Diabetes is a public health problem which must be addressed by a true partnership involving the medical community, government, and our people. Our physicians have been guided by a conventional belief that it is fruitless to try to change human behavior. Little attempt is made by doctors to modify lifestyle. As physicians, we hide behind our pharmaceutical agents and use them to treat conditions which are really symptoms of a problem. The government attempts to control costs by coming up with ever changing new methods of health care delivery: Medicare and Medicaid, HMOs, and Accountable Health Organizations. After government imposed controls fail, rationing of needed care becomes the norm. At the same time, we the people come to expect doctors and the government to hand us good health, despite our preferred habits, which may be harmful.

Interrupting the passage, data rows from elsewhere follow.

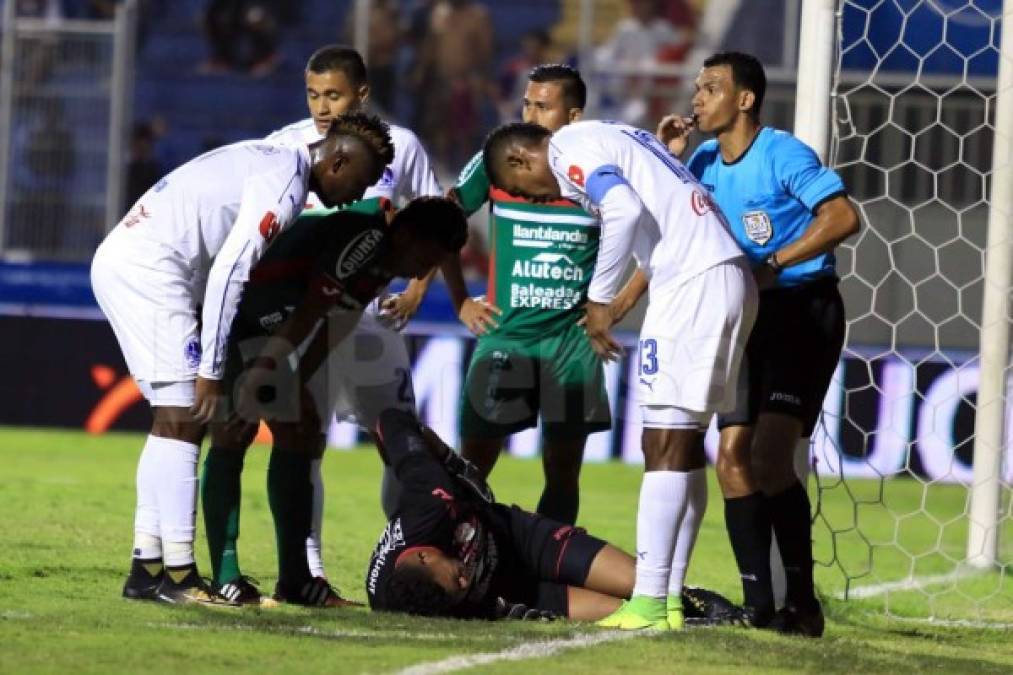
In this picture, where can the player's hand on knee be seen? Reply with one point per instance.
(598, 320)
(477, 315)
(208, 397)
(674, 131)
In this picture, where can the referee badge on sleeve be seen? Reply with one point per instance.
(758, 226)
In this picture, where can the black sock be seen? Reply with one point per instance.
(748, 521)
(789, 513)
(559, 504)
(290, 494)
(146, 568)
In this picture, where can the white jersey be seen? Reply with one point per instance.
(218, 213)
(648, 204)
(408, 176)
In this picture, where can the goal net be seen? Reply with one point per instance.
(914, 128)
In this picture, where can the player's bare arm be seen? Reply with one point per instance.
(836, 220)
(599, 320)
(403, 306)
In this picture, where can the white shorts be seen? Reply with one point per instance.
(693, 338)
(369, 372)
(146, 291)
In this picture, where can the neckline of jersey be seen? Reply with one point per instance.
(745, 152)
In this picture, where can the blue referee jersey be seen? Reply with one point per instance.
(770, 196)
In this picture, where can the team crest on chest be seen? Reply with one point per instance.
(758, 226)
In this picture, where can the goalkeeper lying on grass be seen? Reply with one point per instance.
(451, 550)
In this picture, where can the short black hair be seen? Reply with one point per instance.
(369, 129)
(340, 58)
(412, 590)
(747, 73)
(499, 140)
(435, 218)
(574, 90)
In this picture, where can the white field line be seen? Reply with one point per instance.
(955, 623)
(910, 584)
(524, 652)
(313, 630)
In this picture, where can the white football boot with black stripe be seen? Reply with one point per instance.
(317, 592)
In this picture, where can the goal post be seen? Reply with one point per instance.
(983, 536)
(919, 123)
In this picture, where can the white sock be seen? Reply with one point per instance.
(663, 502)
(147, 546)
(313, 541)
(177, 488)
(147, 528)
(688, 529)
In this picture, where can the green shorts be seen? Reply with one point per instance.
(512, 380)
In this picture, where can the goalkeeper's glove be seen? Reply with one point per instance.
(468, 474)
(521, 612)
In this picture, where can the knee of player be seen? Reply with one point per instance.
(296, 437)
(229, 438)
(177, 429)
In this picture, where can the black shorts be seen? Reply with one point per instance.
(552, 556)
(791, 355)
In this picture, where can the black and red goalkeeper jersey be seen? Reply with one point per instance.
(328, 260)
(436, 510)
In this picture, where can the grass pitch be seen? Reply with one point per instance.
(66, 511)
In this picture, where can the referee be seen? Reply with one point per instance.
(787, 212)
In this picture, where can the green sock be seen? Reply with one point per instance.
(291, 496)
(221, 495)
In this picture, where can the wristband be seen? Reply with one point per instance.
(772, 263)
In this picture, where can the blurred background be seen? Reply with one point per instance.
(100, 97)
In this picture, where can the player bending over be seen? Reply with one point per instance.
(331, 266)
(336, 83)
(190, 241)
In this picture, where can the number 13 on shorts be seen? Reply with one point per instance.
(648, 357)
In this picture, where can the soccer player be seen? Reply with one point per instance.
(787, 213)
(331, 265)
(335, 81)
(702, 307)
(190, 241)
(450, 549)
(532, 356)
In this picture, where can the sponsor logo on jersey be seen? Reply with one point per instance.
(785, 397)
(544, 237)
(268, 226)
(191, 352)
(391, 539)
(268, 321)
(136, 215)
(575, 173)
(360, 249)
(758, 226)
(551, 267)
(701, 203)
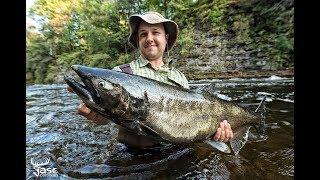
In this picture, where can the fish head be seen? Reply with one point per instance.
(97, 91)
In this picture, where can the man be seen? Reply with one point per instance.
(153, 35)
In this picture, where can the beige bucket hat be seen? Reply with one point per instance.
(152, 17)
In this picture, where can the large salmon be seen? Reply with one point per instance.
(153, 108)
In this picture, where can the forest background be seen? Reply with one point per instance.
(218, 38)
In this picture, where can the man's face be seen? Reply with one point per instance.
(152, 40)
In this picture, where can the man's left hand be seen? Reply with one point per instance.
(224, 132)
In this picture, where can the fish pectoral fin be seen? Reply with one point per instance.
(239, 139)
(221, 146)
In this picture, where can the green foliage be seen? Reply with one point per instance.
(185, 41)
(241, 27)
(95, 32)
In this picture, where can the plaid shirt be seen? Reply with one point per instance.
(166, 73)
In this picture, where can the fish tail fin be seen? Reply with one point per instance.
(239, 139)
(221, 146)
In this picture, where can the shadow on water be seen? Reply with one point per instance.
(79, 149)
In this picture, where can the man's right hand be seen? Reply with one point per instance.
(88, 113)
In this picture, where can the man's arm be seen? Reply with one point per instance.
(224, 132)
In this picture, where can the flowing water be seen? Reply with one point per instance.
(63, 145)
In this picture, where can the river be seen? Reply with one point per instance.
(61, 144)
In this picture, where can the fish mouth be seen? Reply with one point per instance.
(84, 90)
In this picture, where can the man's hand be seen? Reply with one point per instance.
(88, 113)
(224, 132)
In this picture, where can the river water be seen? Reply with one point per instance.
(63, 145)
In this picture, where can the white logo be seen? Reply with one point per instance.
(41, 170)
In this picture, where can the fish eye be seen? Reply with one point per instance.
(105, 85)
(101, 83)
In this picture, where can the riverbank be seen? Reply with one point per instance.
(239, 74)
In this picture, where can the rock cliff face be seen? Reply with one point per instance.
(212, 58)
(265, 48)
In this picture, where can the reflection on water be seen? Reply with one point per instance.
(80, 149)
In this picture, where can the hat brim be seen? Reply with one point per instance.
(171, 28)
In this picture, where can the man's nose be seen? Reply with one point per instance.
(149, 37)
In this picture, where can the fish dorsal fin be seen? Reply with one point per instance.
(239, 139)
(221, 146)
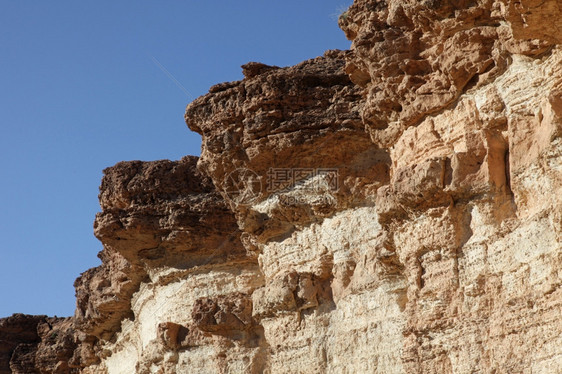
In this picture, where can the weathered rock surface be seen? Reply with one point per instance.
(394, 208)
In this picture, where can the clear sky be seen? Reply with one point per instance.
(84, 85)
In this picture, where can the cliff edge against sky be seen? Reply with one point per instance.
(394, 208)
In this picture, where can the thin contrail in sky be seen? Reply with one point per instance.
(165, 71)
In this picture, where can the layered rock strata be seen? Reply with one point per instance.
(394, 208)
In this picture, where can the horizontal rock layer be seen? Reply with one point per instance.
(394, 208)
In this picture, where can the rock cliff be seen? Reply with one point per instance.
(394, 208)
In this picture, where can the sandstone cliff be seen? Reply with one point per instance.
(394, 208)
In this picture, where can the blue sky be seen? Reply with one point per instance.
(82, 87)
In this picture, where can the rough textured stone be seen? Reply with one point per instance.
(434, 246)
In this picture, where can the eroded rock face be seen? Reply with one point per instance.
(394, 208)
(415, 58)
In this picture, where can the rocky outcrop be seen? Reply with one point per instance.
(394, 208)
(36, 344)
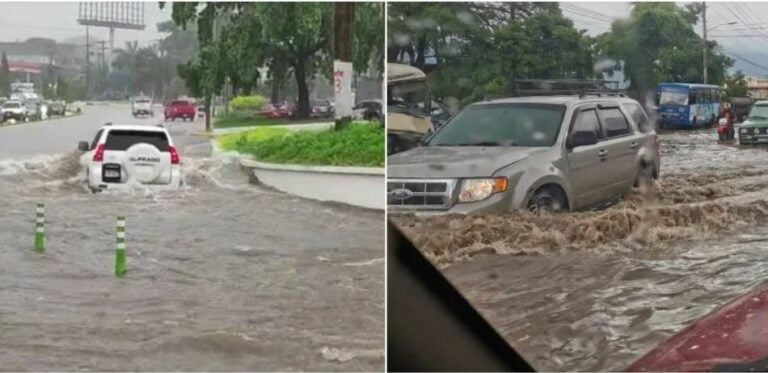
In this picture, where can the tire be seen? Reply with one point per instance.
(547, 199)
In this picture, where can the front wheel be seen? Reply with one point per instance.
(547, 200)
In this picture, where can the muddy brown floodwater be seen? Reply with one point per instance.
(595, 291)
(222, 275)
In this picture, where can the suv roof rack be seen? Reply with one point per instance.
(552, 87)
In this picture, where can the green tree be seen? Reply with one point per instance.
(477, 50)
(658, 43)
(5, 77)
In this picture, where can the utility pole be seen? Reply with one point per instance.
(343, 16)
(87, 63)
(704, 27)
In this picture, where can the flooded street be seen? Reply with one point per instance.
(594, 291)
(222, 275)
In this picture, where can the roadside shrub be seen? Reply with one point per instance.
(248, 102)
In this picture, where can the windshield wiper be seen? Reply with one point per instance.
(481, 143)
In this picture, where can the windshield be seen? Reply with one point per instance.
(121, 140)
(759, 112)
(521, 124)
(673, 98)
(408, 98)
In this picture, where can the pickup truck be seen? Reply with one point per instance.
(180, 109)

It is now mandatory to change our social approach to face the challenge of diabetes, requiring a joint effort to reduce the social impact of the disease. Our society has successfully accomplished this before. Universal vaccination was not just a scientific success; it took a strong government-led approach to guarantee immunization to all our children. Many of the dread infectious diseases of history have disappeared as the result of this endeavor: smallpox, polio, as well as measles, mumps and now, hopefully, cervical cancer due to human papilloma virus vaccination. The great damage inflicted by smoking is slowly yielding to a combination of punitive taxes, strict non smoking regulations, and above all, constant information to the general public warning of the great risks of cigarettes. Hypertension, which promotes heart attacks and strokes, is aggressively treated by our doctors who convince patients to limit salt intake and take drugs despite the silent nature of high blood pressure.

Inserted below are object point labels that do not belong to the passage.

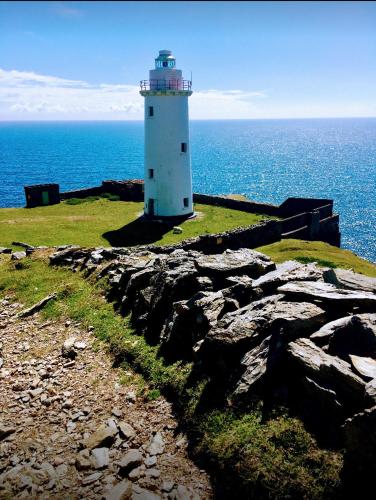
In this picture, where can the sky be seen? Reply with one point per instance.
(71, 60)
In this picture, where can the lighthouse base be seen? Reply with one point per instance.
(170, 218)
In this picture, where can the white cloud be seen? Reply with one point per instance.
(29, 95)
(64, 10)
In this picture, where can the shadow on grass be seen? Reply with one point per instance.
(141, 231)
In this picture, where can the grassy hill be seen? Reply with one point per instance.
(317, 251)
(102, 222)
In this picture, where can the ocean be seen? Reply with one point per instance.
(267, 160)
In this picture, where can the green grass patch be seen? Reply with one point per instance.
(82, 300)
(273, 459)
(98, 221)
(317, 251)
(250, 458)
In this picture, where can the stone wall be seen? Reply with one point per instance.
(300, 218)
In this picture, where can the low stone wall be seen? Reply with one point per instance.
(242, 205)
(301, 218)
(254, 236)
(82, 193)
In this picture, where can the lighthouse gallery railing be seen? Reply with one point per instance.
(165, 84)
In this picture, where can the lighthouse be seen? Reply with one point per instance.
(168, 177)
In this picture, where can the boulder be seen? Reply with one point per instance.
(257, 364)
(286, 272)
(244, 329)
(122, 491)
(100, 458)
(137, 281)
(176, 280)
(156, 445)
(359, 434)
(126, 430)
(370, 392)
(329, 294)
(103, 436)
(327, 370)
(143, 494)
(344, 278)
(18, 255)
(191, 320)
(68, 254)
(6, 430)
(68, 350)
(354, 334)
(366, 367)
(130, 460)
(234, 262)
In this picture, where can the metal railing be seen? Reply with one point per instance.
(165, 84)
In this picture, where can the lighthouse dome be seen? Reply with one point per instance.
(165, 60)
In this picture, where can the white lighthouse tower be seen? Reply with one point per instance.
(168, 177)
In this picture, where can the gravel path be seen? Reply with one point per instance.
(71, 429)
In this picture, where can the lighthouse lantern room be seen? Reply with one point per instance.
(168, 177)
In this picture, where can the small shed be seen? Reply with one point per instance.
(41, 195)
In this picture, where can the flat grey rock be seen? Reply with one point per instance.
(316, 290)
(232, 262)
(366, 367)
(354, 334)
(322, 367)
(286, 272)
(122, 491)
(353, 281)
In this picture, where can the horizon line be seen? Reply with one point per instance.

The same combination approach used to fight infectious disease, smoking, and high blood pressure can be brought to bear on diabetes. Mayor Bloomberg of New York City took a symbolic step in banning large volume soft drinks, high in sugar and calories. His example should be followed on a large scale. First lady Michelle Obama gets a modicum of respectful publicity for her campaign on behalf of nutritional improvement for our children, but that media attention needs to increase ten fold. It certainly does not hurt that our president is physically fit, playing basketball despite his age, and that he quit smoking, efforts needed to change the public consciousness. From a regulatory standpoint, it is reasonable to reward lifestyle changes. Our health care insurance premiums should reflect the reality of lifestyle. Those who choose to remain at normal body weight and refrain from smoking should have lower health care premiums than those who do not make an effort. Health care behavior can change. More than any other people, Americans are very interested in their health. It is not our health care reimbursement system which is responsible for a budget that occupies almost 20% of our GDP. Rather, it is the genuine concern that our people have about their bodies and the avoidance of disease. As a society, we can harness the great energy of the American people to successfully reduce the burden of diabetes while we advance in our scientific treatments. We must impact diabetes and other common chronic illnesses to protect this vital need.

Marc Rendell, M.D., is the director of the Creighton Diabetes Center, medical director of the Rose Salter Medical Research Foundation, and the executive director of the Association of Diabetes Investigators in Omaha, Nebraska.